This is one of Dee Hock’s favourite tricks to play on an audience. “How many of you recognize this?” he asks, holding out his own Visa card. Every hand in the room goes up. “Now,” Hock says, “how many of you can tell me who owns it, where it’s headquartered, how it’s governed, or where to buy shares?” Confused silence. No one has the slightest idea, because no one has ever thought about it.
Dee Hock is the mastermind behind Visa and this book is part autobiography, part introduction to Dee’s thoughts on complexity theory and part social manifesto.
His own personal story is interesting in itself. He worked his way up from a very poor background. His different jobs, his family life, his triumphs and failures make exciting stories, and the book shows how all this shaped his views on organizational theory. Views which are interesting today and were downright radical when he came up with them years ago.
Dee had noticed, that the bureaucracy and tight control in many organizations did not produce good results. It certainly didn’t produce a good working environment for the people in the organization. He tried time and again to improve the way things were done, succeeded every time, and was routinely slapped down for it. “Yes, what you’re doing has worked, results are good, people are happy. But you’re not following The Rules.”
The ultimate vindication of his ideas came with the creation and enormous succes of VISA. The internal structure of VISA is based on Dee’s ideas on chaordic organizations and now links more than 20,000 financial institutions, 14 million merchants and 600 million consumers in 220 countries. Dee came up with the term chaordic after he was introduced to complexity theory. Chaordic systems live on the border of chaos and order, drawing on the best properties of both.

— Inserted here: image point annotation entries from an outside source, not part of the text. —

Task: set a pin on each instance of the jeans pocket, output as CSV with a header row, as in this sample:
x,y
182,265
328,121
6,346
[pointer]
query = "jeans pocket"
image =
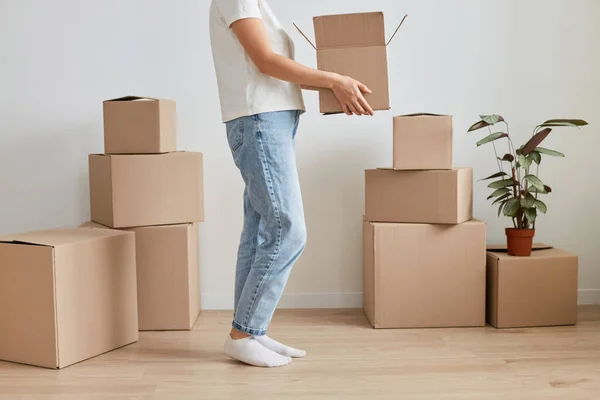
x,y
235,135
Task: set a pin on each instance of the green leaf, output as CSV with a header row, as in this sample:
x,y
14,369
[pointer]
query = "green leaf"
x,y
491,119
496,175
507,157
498,192
568,122
524,161
502,198
512,207
530,214
500,207
528,201
540,205
491,138
478,125
549,152
532,189
501,183
535,181
535,141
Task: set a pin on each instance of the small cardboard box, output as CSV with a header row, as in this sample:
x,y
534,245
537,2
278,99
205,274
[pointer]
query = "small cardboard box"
x,y
141,190
139,125
434,197
353,45
422,141
424,276
540,290
66,295
168,276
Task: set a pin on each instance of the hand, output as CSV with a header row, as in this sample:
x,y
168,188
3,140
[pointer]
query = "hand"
x,y
349,93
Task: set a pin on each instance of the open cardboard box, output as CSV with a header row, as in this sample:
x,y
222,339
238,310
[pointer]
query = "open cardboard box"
x,y
353,45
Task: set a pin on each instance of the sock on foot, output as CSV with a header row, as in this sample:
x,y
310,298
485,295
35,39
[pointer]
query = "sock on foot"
x,y
280,348
251,352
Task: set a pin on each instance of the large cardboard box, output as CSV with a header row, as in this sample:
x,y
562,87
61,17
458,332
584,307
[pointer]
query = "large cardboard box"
x,y
66,295
168,275
424,276
422,141
138,125
434,197
151,189
540,290
353,45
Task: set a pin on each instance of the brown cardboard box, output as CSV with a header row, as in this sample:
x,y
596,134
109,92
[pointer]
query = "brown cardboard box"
x,y
139,125
141,190
353,45
434,197
66,295
422,141
424,276
540,290
168,285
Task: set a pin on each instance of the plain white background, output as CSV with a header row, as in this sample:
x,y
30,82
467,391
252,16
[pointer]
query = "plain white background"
x,y
527,60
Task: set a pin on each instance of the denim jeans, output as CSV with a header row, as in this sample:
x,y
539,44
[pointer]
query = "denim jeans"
x,y
274,232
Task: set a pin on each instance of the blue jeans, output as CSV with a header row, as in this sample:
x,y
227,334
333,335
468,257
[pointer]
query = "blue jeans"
x,y
274,232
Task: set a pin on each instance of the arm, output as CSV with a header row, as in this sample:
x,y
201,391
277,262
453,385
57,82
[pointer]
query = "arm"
x,y
254,39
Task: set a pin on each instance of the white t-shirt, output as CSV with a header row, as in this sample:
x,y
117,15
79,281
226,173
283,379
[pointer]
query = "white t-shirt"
x,y
243,89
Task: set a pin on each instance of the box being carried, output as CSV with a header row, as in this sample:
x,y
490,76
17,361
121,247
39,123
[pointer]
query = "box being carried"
x,y
353,45
66,295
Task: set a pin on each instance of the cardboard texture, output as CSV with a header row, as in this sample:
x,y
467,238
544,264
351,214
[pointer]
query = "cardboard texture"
x,y
168,275
141,190
434,197
540,290
66,295
139,125
424,276
422,141
353,45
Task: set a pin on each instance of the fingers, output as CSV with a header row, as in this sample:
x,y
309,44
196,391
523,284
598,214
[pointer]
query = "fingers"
x,y
365,105
363,88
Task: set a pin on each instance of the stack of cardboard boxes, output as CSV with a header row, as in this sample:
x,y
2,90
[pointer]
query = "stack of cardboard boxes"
x,y
424,255
142,184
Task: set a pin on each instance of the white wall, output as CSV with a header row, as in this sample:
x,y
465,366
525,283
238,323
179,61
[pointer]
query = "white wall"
x,y
528,60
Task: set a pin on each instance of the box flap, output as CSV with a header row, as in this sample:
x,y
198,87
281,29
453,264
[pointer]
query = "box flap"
x,y
58,237
349,30
422,114
133,98
502,247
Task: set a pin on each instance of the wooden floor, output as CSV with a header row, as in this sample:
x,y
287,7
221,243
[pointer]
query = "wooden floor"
x,y
347,360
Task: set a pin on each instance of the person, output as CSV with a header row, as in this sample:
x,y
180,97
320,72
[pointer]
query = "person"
x,y
261,102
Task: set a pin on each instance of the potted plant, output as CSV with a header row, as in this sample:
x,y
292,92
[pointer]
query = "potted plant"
x,y
517,187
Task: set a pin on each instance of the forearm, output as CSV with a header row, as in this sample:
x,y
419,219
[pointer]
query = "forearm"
x,y
286,69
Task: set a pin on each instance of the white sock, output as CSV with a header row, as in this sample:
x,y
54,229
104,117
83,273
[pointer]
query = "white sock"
x,y
251,352
280,348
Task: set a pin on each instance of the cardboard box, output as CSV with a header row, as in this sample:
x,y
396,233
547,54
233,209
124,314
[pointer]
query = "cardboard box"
x,y
353,45
66,295
424,276
422,141
540,290
434,197
139,125
168,276
152,189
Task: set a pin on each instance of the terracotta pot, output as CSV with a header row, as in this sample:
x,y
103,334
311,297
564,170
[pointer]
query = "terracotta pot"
x,y
519,241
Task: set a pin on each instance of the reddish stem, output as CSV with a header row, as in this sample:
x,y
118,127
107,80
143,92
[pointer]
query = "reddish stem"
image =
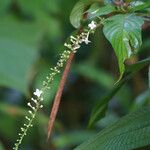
x,y
59,95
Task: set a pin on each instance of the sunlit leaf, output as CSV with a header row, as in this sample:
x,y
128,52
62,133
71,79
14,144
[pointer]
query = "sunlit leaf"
x,y
124,33
78,11
96,10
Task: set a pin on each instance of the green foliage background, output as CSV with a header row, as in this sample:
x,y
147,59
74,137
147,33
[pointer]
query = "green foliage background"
x,y
32,34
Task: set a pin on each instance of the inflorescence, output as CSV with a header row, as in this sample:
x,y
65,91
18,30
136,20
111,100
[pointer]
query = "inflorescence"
x,y
35,104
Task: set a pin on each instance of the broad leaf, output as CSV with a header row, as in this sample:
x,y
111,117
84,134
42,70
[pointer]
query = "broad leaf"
x,y
19,43
101,106
78,11
124,33
138,6
96,10
130,132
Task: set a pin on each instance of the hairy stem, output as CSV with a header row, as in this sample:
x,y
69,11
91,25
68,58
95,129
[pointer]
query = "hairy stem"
x,y
59,95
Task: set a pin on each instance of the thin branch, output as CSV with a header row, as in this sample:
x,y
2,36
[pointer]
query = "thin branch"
x,y
59,95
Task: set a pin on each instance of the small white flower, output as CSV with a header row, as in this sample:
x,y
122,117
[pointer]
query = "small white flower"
x,y
92,25
38,93
86,39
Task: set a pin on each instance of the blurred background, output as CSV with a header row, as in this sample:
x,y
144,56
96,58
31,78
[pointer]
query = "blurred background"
x,y
32,34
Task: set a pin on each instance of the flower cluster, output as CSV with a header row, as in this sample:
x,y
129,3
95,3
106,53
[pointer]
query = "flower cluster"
x,y
35,104
75,42
29,118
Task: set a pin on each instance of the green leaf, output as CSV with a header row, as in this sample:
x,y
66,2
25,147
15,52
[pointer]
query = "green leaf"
x,y
124,33
4,5
135,6
100,108
95,74
18,52
78,11
96,10
130,132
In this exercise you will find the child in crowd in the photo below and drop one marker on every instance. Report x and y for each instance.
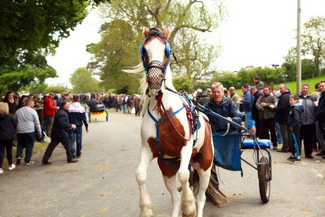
(294, 121)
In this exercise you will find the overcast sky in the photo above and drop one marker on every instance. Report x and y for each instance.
(257, 32)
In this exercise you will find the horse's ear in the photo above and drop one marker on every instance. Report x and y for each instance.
(166, 32)
(146, 31)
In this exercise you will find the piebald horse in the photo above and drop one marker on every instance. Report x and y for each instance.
(166, 133)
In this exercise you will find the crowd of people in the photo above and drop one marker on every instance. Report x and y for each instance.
(277, 115)
(55, 116)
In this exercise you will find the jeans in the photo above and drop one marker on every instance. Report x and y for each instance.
(76, 135)
(25, 140)
(6, 145)
(124, 109)
(279, 137)
(287, 138)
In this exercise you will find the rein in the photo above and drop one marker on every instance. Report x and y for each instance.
(158, 122)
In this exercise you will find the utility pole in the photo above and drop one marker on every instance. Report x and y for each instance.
(298, 68)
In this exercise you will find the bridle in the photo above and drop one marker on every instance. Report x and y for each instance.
(155, 70)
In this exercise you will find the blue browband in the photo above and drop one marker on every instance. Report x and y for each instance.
(154, 31)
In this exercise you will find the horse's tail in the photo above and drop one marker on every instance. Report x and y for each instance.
(213, 194)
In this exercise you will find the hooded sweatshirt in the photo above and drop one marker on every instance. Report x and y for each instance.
(7, 126)
(77, 115)
(295, 115)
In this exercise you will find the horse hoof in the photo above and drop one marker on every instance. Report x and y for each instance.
(192, 215)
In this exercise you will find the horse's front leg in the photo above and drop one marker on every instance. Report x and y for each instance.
(169, 174)
(188, 201)
(141, 176)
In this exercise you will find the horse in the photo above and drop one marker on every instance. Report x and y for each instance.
(168, 133)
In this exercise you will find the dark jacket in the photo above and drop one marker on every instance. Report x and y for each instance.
(282, 109)
(227, 108)
(7, 126)
(92, 105)
(295, 115)
(61, 124)
(13, 107)
(77, 115)
(320, 114)
(248, 101)
(309, 109)
(255, 111)
(203, 99)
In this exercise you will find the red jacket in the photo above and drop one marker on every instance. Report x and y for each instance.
(49, 107)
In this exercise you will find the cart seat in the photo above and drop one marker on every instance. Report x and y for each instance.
(249, 143)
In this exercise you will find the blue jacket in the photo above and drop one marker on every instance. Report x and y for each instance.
(295, 115)
(227, 108)
(248, 101)
(61, 125)
(77, 115)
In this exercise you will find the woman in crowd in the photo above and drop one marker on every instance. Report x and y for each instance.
(9, 98)
(7, 129)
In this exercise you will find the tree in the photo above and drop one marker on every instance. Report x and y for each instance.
(59, 88)
(313, 40)
(29, 31)
(82, 81)
(183, 83)
(31, 25)
(112, 54)
(188, 20)
(18, 71)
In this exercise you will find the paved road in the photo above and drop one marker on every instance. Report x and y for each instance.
(103, 182)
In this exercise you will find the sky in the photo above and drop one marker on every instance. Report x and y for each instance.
(256, 32)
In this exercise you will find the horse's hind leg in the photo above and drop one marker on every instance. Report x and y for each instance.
(169, 174)
(203, 185)
(175, 195)
(141, 176)
(188, 201)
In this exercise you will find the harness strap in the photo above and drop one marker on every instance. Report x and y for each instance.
(157, 130)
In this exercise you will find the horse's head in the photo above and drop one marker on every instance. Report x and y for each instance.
(155, 52)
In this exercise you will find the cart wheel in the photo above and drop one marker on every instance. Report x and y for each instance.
(264, 179)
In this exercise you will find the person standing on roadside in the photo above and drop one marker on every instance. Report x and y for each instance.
(247, 101)
(264, 104)
(307, 132)
(60, 133)
(7, 132)
(27, 123)
(258, 83)
(255, 112)
(234, 96)
(77, 116)
(49, 113)
(294, 122)
(9, 98)
(281, 116)
(320, 114)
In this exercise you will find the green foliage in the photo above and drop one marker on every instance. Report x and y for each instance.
(28, 28)
(31, 25)
(82, 81)
(60, 88)
(36, 87)
(114, 53)
(313, 41)
(18, 71)
(183, 83)
(311, 81)
(187, 22)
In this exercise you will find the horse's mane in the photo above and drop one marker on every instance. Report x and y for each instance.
(138, 69)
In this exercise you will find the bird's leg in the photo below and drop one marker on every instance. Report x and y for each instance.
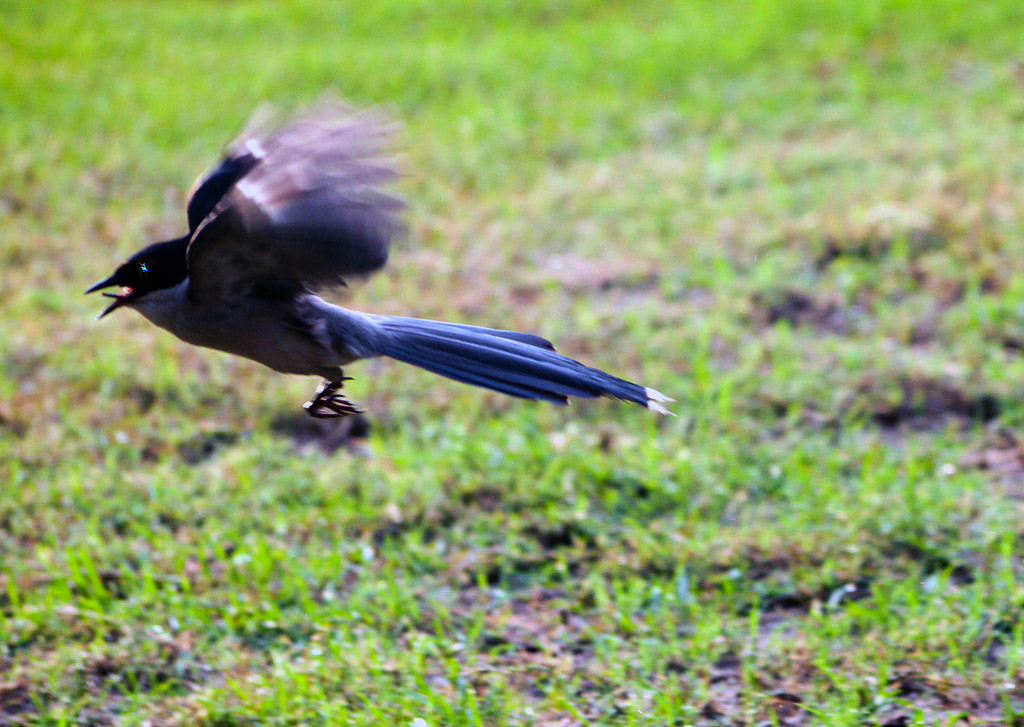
(329, 403)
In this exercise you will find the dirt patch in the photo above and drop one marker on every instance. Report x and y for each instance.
(923, 403)
(1001, 455)
(801, 309)
(15, 700)
(325, 435)
(203, 446)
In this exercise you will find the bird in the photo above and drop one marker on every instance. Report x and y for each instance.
(299, 206)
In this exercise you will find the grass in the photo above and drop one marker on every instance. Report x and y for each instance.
(800, 219)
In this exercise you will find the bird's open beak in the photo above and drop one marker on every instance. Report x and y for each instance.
(119, 298)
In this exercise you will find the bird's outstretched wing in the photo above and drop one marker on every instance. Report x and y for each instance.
(302, 206)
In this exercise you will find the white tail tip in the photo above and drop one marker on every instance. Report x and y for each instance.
(654, 399)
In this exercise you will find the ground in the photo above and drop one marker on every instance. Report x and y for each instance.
(802, 220)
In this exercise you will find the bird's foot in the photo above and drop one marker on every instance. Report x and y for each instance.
(329, 403)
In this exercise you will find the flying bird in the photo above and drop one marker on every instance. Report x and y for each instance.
(296, 208)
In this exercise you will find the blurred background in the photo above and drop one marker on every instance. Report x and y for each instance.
(800, 219)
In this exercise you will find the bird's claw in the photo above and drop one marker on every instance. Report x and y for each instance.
(329, 403)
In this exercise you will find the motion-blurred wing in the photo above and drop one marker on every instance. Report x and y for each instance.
(299, 208)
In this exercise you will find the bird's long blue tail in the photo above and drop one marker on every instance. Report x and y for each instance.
(514, 364)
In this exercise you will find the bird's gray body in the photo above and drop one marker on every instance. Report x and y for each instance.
(293, 210)
(306, 336)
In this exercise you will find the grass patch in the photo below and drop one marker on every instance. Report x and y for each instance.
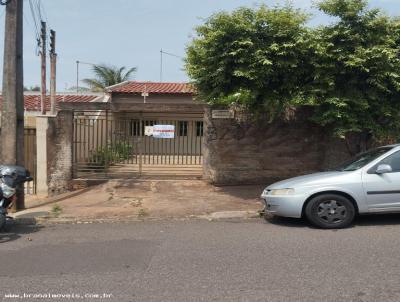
(56, 210)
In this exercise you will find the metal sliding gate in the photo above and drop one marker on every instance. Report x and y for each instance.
(112, 145)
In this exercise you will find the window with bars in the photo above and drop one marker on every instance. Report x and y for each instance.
(183, 128)
(134, 128)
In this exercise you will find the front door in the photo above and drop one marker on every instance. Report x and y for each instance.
(383, 190)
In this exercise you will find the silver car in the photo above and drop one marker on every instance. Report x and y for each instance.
(368, 183)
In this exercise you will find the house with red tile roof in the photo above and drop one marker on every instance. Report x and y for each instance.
(32, 103)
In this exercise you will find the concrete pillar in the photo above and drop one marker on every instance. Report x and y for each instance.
(42, 125)
(54, 135)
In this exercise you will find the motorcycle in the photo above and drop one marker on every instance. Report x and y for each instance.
(10, 178)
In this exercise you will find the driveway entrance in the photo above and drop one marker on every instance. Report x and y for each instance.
(118, 145)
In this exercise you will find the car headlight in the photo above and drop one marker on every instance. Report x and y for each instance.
(281, 192)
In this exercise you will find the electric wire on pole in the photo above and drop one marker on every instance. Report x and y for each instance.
(53, 62)
(12, 111)
(43, 69)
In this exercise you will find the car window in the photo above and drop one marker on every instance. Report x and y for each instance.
(362, 159)
(393, 160)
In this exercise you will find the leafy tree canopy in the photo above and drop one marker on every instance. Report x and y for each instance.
(106, 76)
(357, 74)
(253, 56)
(269, 59)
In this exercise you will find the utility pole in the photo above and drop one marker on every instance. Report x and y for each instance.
(12, 113)
(43, 69)
(53, 63)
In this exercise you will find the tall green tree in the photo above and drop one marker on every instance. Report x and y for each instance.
(106, 76)
(257, 57)
(357, 76)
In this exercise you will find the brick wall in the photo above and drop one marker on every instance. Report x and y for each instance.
(240, 151)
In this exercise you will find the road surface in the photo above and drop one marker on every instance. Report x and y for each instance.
(282, 260)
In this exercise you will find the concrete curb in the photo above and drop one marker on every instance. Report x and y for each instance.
(59, 198)
(217, 216)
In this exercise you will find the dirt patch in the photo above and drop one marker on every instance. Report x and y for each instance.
(160, 199)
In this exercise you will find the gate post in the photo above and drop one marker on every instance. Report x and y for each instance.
(54, 153)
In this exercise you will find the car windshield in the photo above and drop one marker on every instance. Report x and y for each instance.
(362, 159)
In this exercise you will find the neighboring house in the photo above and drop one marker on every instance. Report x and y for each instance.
(32, 103)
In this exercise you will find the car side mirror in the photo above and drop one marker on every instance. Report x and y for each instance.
(382, 169)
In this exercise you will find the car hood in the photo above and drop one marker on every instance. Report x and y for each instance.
(321, 178)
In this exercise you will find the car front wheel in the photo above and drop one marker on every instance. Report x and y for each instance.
(330, 211)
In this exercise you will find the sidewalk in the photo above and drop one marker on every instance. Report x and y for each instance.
(119, 200)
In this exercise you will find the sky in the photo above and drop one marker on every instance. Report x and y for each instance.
(130, 33)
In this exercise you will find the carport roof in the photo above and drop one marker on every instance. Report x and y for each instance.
(152, 87)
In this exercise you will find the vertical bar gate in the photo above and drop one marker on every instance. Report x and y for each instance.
(115, 146)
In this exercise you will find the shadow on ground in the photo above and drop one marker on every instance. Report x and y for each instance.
(361, 221)
(14, 232)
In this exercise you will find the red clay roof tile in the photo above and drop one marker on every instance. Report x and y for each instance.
(153, 87)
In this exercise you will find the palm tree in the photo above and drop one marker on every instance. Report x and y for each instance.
(106, 75)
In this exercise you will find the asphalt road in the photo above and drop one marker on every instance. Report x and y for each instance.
(282, 260)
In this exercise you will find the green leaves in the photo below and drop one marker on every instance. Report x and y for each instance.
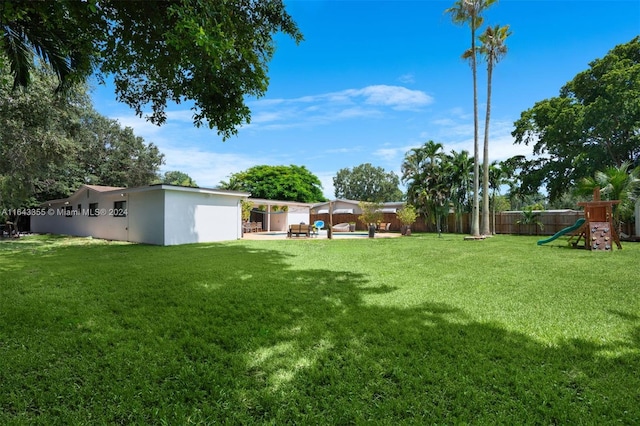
(213, 53)
(286, 183)
(594, 123)
(367, 183)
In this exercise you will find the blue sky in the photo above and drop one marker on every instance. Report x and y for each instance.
(375, 78)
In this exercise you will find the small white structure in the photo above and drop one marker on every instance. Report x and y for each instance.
(342, 206)
(276, 216)
(156, 214)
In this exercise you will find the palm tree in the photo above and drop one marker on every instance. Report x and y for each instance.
(616, 183)
(53, 39)
(421, 169)
(493, 48)
(497, 177)
(470, 12)
(459, 169)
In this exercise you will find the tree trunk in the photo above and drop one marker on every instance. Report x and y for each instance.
(485, 230)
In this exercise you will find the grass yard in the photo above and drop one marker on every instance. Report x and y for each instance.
(416, 330)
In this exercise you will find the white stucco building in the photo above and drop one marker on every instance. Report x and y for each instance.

Finally this book is a manifesto of a new way of organizing human endeavours. Dee writes in the book that:
“We are at that very point in time when a 400-year-old age is dying and another is struggling to be born — a shifting of culture, science, society, and institutions enormously greater than the world has ever experienced. Ahead, the possibility of the regeneration of individuality, liberty, community, and ethics such as the world has never known, and a harmony with nature, with one another, and with the divine intelligence such as the world has never dreamed.”
When I read the book, I was inspired by both the man and the ideas. Dee Hock has held on to a desire to be true to his beliefs, and to do good. He has created tremendous results. And his ideas on chaordic organizations are extremely interesting.
This is a great book from a great man. Read it! Read it! Read it! Read it! Read it! Read it!